The brakes are a bit of an issue if I were to nitpick. The 310 mm front discs with dual pot Tokico callipers paired with the 260 mm disc on the rear lack the bite to reign in the 213 kilos V-Strom. Although not dangerously so, they just need a tad more bite. Dual channel ABS works well even on mixed surfaces so that helps to detract from the loss of braking confidence.

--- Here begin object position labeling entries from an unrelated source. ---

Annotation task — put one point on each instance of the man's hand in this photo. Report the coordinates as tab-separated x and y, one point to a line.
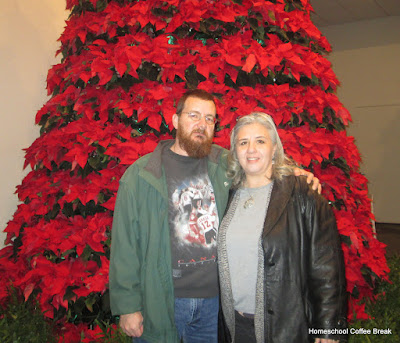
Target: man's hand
310	178
132	324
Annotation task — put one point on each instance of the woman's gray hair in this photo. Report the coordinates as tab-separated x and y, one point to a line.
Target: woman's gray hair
281	166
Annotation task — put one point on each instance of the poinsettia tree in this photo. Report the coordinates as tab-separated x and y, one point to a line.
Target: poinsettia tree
124	65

Suzuki V-Strom 650 XT ABS Engine & Performance

Fair warning, I’m slightly biased towards twins. The 645 cc powerplant on the V-Strom 650 makes about 71 hp and 62 Nm of torque, it is in the sweet spot in terms of power, but what set this particular motor apart is the way that power is delivered. In this generation, Suzuki has thoroughly reworked the V-Strom, adding more power and torque, yes, but also add oodles of refinement. I can safely contend that this is one of the most refined V-twins that I have ever had the privilege of swinging a leg over. The 39 mm throttle body comes with 10-hole injectors in tandem with Suzuki Dual Throttle Valve allow for a unique balance between the power you need and how much the engine can send to road smoothly. Matched with the LRA or Low RPM Assist, that adjusts the idling speed in places where you would need a bit more torque to give you the right amount of twist to effortlessly pull away. While exact acceleration figures are not available yet, the V-Strom is far from slow and will go all the way up to 185 kmph without much hassle. At highway speed, 6th gear at 5500 rpm will allow for almost silent cruising at 120 kmph with no noticeable vibrations. This is nothing short of amazing considering that it is a twin. This works well in city traffic where the bike will roll with you just easing off the clutch in first and second gear, stalling is not something this bike does, and that’s something you just can’t put a price on in a 213 kg Adventure tourer.

Best of all, the water-cooled twin has radiator shrouds with deflectors that ensure that thighs aren’t cooked in heavy traffic situations. They are quite effective although it takes a lot to make this motor overheat. Overall, its a very capable motor with a wide range of capabilities that has more than enough power to thrill, but just shy of scaring the ba-Jesus out of you.

Suzuki V-Strom 650 XT ABS Verdict

Right off, the bat I’m sold on the Suzuki V-Strom middle-weight, personally speaking. The refined-twin, forgiving nature of the motorcycle and its wide range of capabilities are just unavoidable. It will be just as easy to commute on, as it would be off-road and perhaps importantly mile-munching on the highway. It's easily quick enough to keep up with most middle-weight bikes on the straights and isn’t afraid to splice corners either. In fairness, at Rs 7.42 lakh (ex-showroom) it is almost a lakh more expensive than the Versys 650 that it competes with.

The fact that Suzuki has added an unlimited kilometre 2-year warranty does make up for the extra moolah that you will be springing for the Suzuki. We are yet to get our hands on the Versys so I won’t compare it in terms of performance, but Kawasaki has been notorious in terms of service expenses which are likely to pay off for the Suzuki in terms of long-term ownership. In our opinion, if you have been looking for an accessible do-it-all adventure tourer, and are in a position to shell out almost 8 lakh on road for the pleasure, look no further than the Suzuki V-Strom.